ベンチプレスがダンベルになろうと、パワーラックがスミスマシンになろうと長い目で見れば大きな差なんてないのですが、一つの習慣に凝り固まった人は違う方法で妥協することができず、かえってストレスを溜めて(周りにも)トレーニング効果を台無しにしてしまいがちです。

少し前に「怒りっぽい人はビタミンやミネラルが不足している」と書いたことがありますが、このような頑迷な人も同様です。頑迷なのは大脳の萎縮が最初に疑われますが、ストレスによって分泌されるコルチゾルが海馬を萎縮させるだけでなく、「新しい情報への負担」が頑迷さを促進してしまいます。

年を取ると新しい情報を記憶・固定することが難しくなります。そして自らの情報処理が追い付かなくなると、主体的に情報を取り入れようとしなくなります。人間同士のコミュニケーションにおいては、相手の言うことを理解し、分析して返事をする必要がありますが、理解も分析もできないと、自分の言うことだけを貫き通そうとするようになるのです。

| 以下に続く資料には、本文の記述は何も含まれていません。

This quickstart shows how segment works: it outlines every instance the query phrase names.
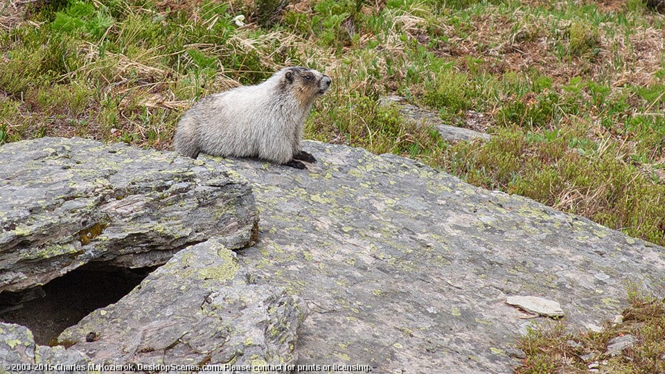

これがテレビのように向こうから一方的に情報を発信してくるものだと、深く理解したり分析したりする必要がありません。そのため、無批判に受け入れてしまいがちです。ネットの情報は玉石混交ですが、反対意見を簡単に探せるという点ではTVや新聞よりもマシな面もあります。

新しい情報を受け入れ、分析して、むしろ自分から情報を発信するようなエネルギーは、頑固者には失われてしまっています。そのエネルギーを失わないためには、どうすれば良いのでしょうか。

まずは脳の容量を残しておくことです。三石巌氏は「百年経っても腐らないのが本当の情報だ」とし、テレビは全く観ず、読むのは科学関係の読み物ばかりだったそうです。余計な情報を取り入れないことが、脳の容量を残しておくことになるわけです。

そしてアセチルカルニチンを摂取することです。アセチルカルニチンはネズミの実験で学習能力を高め、またこれが不足すると脳細胞が壊れる速度が速くなるということがわかっています。
またアルツハイマーの予防や治療にも役立つ可能性があります。カルニチンの体内での合成能力は20代がピークで、その後はどんどん低下していってしまうため、30代以降からは少しずつアセチルカルニチンを摂取することが推奨されます。(※1, ※2, ※3, ※4, ※5)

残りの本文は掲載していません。